On Wednesday, Starkville Pride leaders confirmed they retained representation from New York law firm Kaplan and Company to bring a lawsuit against the city.
News of the parade denial has spread across the country, with major news organizations such as the Washington Post, New York Times and The Hill picking up the story. Spruill said she's heard from people in Colorado, Washington, Florida, Canada and Washington D.C. since the board's Tuesday vote.
Sistrunk, referencing the lawsuit, said the aldermen who voted to deny the request may feel pressure to change their votes. If the board does take the matter up again, she said it would likely be in the city's best interest to do so quickly.
"Now that we've had our vote and people's positions have been a little more thought out, we're looking at a lawsuit -- and one that I think we have almost no chance of prevailing in," she said. "It absolutely could go on a future agenda. I think, given the publicity we're getting and given the unlikely event that we would prevail in a lawsuit, I think it would behoove us to go ahead and act and get this put behind us."
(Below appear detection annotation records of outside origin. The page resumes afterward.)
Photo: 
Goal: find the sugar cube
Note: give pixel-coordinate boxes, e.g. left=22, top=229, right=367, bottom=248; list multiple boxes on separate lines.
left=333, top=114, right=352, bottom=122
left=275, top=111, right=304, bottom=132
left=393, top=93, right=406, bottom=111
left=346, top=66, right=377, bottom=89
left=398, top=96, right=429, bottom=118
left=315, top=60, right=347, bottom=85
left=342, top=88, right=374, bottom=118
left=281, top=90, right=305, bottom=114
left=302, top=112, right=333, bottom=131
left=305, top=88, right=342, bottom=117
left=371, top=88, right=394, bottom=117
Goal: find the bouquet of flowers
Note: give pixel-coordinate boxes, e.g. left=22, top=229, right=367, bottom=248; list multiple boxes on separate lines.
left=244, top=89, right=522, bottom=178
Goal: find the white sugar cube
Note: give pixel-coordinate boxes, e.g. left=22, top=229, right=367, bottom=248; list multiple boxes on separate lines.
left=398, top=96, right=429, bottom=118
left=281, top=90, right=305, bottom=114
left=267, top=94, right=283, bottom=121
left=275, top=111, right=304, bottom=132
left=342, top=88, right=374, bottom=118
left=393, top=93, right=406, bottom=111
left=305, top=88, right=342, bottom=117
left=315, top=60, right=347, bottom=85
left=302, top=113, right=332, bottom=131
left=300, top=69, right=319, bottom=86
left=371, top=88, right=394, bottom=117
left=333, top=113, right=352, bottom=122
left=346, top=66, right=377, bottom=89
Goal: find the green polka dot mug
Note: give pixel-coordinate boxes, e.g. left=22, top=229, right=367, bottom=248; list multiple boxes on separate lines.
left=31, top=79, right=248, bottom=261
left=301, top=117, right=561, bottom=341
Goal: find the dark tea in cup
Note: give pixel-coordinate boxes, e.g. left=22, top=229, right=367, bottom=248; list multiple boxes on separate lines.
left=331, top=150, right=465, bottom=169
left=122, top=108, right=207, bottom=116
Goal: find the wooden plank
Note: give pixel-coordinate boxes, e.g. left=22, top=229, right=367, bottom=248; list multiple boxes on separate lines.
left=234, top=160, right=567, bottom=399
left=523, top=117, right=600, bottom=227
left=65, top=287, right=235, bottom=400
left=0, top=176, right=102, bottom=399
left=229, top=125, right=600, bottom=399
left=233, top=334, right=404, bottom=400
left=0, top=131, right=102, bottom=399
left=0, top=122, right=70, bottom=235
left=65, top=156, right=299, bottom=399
Walker, likewise, said he's open to considering a second vote, but only if all aldermen are present. Like Sistrunk, he said he's doubtful the city would win a lawsuit.
"It looks like we're clearly going to get sued and there's a pretty high chance we lose," he said. "We'd spend a considerable about of money fighting a fight that would ultimately be a loss."
Carver speaks out
In order for the parade request to gain approval, at least one of the four aldermen would have to switch to voting in favor of the request, if all aldermen are present. If one of the four who voted to oppose the parade is absent or abstains from voting, and all other votes remain the same, Spruill would likely break the 3-3 tie in favor of the parade.
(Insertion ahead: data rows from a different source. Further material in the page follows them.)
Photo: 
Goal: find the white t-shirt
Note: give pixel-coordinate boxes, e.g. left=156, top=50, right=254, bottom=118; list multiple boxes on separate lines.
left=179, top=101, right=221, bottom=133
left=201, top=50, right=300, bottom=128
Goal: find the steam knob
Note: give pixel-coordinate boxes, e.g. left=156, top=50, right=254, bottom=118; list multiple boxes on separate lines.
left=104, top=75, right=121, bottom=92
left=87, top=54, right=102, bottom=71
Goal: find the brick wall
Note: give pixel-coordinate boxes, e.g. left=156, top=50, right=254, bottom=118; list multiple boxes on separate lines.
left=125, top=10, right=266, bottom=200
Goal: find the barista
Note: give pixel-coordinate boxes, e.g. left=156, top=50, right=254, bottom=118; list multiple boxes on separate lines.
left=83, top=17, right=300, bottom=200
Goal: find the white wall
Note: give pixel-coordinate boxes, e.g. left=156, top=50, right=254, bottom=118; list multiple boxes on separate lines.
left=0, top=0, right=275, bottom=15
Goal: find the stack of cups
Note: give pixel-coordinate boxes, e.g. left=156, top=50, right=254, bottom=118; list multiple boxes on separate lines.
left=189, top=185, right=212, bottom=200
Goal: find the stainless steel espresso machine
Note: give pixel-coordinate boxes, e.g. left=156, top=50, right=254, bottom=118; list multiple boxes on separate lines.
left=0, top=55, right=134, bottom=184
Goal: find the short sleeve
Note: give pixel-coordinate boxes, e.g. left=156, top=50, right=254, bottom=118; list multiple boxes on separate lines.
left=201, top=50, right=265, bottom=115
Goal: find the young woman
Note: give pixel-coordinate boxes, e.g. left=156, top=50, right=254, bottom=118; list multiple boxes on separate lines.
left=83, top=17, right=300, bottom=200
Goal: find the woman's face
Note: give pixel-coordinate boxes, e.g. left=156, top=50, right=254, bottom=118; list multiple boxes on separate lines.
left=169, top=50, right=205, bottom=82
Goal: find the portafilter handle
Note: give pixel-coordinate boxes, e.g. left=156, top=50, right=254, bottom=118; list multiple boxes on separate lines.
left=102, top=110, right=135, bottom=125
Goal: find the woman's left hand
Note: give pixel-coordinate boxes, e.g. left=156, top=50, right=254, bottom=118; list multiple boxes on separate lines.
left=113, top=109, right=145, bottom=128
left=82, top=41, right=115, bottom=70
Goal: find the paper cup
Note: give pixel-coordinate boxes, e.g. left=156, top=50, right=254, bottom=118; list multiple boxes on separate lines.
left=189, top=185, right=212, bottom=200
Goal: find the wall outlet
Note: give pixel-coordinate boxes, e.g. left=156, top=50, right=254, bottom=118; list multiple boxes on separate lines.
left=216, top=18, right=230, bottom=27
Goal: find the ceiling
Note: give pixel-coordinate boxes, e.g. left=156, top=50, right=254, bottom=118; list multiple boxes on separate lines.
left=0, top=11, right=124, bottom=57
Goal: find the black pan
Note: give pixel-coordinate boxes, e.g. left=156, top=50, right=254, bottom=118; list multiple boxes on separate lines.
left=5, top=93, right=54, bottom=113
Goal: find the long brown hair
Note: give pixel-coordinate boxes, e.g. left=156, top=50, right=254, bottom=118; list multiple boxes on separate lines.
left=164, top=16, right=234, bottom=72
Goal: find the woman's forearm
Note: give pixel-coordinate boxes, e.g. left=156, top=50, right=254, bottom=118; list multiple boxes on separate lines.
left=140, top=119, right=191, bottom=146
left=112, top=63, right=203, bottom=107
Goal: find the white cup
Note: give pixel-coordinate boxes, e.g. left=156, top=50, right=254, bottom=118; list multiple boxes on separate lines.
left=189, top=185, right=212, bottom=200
The four parade opposers have been silent on the reasoning during and since Tuesday's meeting. But on Thursday, Carver told The Dispatch he has no plans to change his vote, even with a lawsuit bearing down on the city.
"I was forewarned before any type of vote that this might lead to a lawsuit," Carver said. "If anything, this is solidifying my decision, to stand my ground and keep my stance."
Carver said most of the communications through emails, text messages and phone calls he's received after the vote have been positive. He said about 10 to 15 percent has been negative, and about half of that has been rude or vulgar.
"Cussing an elected official out doesn't sway their opinion," he said. "It's not a good strategy.
"I never thought I'd get so much response from a positive nature," he added. "If anything, it kind of solidifies my opinion on the matter. Don't count on my being the swing vote. I don't stand on one side of something then change my mind. We get information beforehand to make a wise decision."
Little, in a text message, told The Dispatch he's been advised by counsel not to comment on the matter. Perkins told The Dispatch he could not comment, either on his vote or the pending lawsuit. Vaughn couldn't be reached for comment by press time.
Lawsuit or not, Carver said his vote represented his constituents.
"I'm not sure of the potential for loss on the city's side," Carver said. "I was elected to represent the constituents and the majority of the constituents from my ward have been supportive of this. I feel like I'm in line with what Ward 1 wants.
"The potential for a lawsuit is always in play for any elected official on any level," he added.